The UK government lifted a moratorium on fracking in England on Thursday, in a bid to boost local fossil fuel production amid a deepening energy crisis.
Prime Minister-elect Liz Truss announced in her first days in office that she would reverse a 2019 ban on hydraulic fracturing, the drilling process that extracts fossil fuels deep underground by breaking shale.
Truss said it was “vital” to secure Britain’s energy supply, which has been cut following Russia’s invasion of Ukraine. As a result of the supply shortage, the country’s energy regulator has warned that energy bills will jump by 80% this winter.
But fracking has long been opposed by environmental groups and communities because of the damage it can cause to the environment. They say it can cause earthquakes, pollute water and emit greenhouse gases that contribute to climate change.
The moratorium in England came into effect after several earthquakes were reported near the UK’s only active fracking site, in Lancashire, England. Nearly 200 locals reported damage to their homes, and the industry regulator said it was impossible to predict the magnitude of the earthquake the drilling could cause.

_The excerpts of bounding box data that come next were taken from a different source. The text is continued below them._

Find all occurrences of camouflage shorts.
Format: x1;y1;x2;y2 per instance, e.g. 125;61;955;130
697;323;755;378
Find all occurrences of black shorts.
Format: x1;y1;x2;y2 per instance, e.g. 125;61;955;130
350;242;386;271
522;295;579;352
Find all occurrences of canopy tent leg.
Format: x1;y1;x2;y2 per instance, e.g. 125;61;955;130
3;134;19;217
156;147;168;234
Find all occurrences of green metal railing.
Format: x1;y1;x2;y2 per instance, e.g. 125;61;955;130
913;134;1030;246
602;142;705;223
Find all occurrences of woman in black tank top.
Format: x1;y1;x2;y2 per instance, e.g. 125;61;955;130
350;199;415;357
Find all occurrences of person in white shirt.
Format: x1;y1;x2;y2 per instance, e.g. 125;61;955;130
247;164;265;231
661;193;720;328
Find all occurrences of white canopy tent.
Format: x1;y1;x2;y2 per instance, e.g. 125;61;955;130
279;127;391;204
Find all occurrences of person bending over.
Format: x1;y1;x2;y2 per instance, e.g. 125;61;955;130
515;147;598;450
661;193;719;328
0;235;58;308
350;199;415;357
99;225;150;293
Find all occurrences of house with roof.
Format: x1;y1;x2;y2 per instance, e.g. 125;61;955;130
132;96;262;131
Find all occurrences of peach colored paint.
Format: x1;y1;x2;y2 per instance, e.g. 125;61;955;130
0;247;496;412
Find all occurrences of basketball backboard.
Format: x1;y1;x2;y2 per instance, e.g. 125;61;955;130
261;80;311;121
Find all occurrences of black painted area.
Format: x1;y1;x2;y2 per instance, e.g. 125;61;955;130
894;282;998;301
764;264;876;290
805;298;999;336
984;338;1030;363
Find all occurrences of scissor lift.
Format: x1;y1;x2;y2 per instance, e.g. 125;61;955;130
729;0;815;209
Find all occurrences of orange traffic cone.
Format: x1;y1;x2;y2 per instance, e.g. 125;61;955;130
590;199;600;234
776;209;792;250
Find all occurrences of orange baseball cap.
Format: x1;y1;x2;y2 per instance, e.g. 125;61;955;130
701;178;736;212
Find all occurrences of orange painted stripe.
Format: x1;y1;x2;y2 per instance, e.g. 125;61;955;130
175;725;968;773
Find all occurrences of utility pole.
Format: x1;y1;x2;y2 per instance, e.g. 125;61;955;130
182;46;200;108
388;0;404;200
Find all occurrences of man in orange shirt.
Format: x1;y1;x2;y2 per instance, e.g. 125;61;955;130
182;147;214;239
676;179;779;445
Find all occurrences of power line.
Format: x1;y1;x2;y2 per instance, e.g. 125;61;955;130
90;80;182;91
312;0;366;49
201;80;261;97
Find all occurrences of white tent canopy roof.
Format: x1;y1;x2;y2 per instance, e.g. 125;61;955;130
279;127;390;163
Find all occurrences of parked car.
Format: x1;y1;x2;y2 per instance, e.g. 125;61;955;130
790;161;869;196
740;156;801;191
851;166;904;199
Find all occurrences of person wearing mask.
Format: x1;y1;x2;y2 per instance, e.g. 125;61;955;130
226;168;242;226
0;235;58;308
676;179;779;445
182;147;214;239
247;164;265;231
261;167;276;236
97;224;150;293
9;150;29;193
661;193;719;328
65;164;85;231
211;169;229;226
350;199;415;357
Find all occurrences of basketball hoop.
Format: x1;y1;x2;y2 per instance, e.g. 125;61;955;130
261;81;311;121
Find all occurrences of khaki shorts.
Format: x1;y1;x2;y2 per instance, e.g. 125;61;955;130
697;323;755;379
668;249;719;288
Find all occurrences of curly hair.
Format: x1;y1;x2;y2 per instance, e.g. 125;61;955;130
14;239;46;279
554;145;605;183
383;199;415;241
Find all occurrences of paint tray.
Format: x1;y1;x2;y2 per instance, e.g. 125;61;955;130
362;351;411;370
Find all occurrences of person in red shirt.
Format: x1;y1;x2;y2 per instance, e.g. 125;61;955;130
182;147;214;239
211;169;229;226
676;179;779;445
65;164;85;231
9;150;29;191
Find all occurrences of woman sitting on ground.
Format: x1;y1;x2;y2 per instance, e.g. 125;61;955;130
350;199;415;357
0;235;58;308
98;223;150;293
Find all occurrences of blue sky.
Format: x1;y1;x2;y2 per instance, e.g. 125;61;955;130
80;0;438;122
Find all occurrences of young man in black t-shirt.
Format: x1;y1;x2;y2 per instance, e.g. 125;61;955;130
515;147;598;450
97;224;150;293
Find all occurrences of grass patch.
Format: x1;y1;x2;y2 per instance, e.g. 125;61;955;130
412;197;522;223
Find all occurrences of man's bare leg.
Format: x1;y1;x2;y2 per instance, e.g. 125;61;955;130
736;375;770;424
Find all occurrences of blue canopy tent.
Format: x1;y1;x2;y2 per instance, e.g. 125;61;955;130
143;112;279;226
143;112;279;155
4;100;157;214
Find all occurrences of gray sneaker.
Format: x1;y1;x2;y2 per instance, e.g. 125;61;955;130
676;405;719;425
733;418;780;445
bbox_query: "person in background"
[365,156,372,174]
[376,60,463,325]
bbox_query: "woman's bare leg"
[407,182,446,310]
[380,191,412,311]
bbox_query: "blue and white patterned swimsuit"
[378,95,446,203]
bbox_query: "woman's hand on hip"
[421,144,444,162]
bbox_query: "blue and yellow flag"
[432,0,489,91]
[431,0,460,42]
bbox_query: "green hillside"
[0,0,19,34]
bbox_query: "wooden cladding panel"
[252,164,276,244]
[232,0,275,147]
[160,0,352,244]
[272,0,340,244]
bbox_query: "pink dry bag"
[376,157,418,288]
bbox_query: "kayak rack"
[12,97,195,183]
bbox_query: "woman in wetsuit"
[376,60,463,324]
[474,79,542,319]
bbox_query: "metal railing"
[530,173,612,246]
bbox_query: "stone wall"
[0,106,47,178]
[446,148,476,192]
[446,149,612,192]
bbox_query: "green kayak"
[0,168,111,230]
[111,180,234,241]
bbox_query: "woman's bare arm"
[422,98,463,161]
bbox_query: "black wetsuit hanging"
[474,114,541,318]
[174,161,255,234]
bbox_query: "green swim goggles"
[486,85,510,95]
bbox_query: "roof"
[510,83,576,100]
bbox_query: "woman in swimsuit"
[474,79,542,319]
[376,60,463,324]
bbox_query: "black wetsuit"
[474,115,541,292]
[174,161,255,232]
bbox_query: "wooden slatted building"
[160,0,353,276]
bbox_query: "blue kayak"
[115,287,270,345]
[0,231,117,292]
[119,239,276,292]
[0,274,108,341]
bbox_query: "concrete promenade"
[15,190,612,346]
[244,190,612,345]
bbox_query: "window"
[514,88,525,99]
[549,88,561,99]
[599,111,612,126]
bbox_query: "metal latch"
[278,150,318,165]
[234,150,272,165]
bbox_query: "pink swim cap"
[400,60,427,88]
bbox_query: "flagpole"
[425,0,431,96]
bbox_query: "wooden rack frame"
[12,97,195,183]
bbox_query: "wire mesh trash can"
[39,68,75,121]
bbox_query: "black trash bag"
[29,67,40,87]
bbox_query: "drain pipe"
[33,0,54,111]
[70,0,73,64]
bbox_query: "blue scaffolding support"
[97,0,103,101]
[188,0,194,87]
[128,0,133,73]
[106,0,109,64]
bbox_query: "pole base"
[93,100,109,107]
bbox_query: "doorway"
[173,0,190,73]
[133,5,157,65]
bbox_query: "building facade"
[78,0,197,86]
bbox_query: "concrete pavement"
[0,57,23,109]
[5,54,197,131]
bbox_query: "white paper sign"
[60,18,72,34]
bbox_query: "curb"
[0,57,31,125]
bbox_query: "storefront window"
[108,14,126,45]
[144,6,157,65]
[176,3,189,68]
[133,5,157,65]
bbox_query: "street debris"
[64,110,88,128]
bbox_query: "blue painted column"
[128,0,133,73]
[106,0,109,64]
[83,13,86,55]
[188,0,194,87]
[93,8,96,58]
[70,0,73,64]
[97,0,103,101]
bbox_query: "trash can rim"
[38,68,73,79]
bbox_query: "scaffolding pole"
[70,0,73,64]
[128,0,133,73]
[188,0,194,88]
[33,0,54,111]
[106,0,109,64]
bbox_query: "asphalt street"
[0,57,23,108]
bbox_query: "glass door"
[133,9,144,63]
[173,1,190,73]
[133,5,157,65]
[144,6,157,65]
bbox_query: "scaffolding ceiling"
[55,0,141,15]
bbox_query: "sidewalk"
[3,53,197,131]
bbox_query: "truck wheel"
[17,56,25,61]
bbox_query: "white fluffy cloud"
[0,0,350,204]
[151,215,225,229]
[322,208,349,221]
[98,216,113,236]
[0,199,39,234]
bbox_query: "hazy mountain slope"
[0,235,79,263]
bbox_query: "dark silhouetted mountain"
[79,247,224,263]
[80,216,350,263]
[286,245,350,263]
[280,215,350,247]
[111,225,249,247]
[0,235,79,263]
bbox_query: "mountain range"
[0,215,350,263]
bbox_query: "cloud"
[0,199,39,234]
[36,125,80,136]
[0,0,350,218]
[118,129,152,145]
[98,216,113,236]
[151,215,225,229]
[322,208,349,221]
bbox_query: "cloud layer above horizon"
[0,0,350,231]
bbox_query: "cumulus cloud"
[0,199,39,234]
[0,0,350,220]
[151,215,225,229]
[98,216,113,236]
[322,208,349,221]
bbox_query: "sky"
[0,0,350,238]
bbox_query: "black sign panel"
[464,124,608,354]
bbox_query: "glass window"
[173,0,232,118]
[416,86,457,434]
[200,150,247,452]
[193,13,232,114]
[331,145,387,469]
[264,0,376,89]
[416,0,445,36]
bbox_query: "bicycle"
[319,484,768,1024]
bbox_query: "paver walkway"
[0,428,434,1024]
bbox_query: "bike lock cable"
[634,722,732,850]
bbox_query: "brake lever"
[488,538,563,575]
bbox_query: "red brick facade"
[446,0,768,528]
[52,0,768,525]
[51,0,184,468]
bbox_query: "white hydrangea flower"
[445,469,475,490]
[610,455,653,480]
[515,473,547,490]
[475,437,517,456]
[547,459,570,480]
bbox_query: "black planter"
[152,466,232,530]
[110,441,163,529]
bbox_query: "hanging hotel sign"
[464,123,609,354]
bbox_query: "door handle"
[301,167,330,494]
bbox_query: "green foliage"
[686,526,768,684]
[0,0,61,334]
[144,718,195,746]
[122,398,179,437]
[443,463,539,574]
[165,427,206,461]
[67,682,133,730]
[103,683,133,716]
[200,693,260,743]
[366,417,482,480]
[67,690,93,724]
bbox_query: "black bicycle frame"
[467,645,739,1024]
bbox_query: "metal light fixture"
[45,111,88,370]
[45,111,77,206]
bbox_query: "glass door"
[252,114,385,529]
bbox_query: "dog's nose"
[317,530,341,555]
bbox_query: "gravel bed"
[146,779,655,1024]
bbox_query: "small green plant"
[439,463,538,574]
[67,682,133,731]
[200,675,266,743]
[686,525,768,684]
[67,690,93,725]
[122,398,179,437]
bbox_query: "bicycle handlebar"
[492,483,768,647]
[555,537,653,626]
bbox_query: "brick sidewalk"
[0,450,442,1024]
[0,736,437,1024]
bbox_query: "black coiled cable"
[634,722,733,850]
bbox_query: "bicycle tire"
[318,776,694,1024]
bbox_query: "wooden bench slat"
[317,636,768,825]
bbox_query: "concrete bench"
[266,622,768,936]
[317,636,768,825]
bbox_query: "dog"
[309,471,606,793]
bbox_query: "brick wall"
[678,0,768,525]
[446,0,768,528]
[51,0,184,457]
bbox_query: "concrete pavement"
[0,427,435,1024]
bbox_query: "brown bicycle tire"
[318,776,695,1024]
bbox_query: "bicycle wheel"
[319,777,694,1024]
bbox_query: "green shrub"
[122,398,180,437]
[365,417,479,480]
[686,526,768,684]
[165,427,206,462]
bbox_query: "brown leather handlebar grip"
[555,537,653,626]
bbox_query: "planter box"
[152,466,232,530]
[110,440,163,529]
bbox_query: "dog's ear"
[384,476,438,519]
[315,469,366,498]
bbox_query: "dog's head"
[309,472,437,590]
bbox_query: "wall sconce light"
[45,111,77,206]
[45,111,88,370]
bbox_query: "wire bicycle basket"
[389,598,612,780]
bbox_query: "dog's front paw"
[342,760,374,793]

British Business and Energy Secretary Jacob Rees-Mogg dismissed the concerns as “hysteria” saying the “horror stories have been debunked time and time again”.
But he faced a furious backlash from MPs on both sides of the aisle, who accused the Conservative government of breaking its own 2019 manifesto promise to maintain a ban on fracking until the practice was scientifically proven to be safe.
On the same day, the British Geological Survey (BGS) published a report, commissioned by the government, which concluded that it “remains a challenge” to assess the seismic effect fracking could have on the country.
The government said local communities would be consulted before new fracking sites were approved, but did not specify how local support would be measured or how the consultation would take place.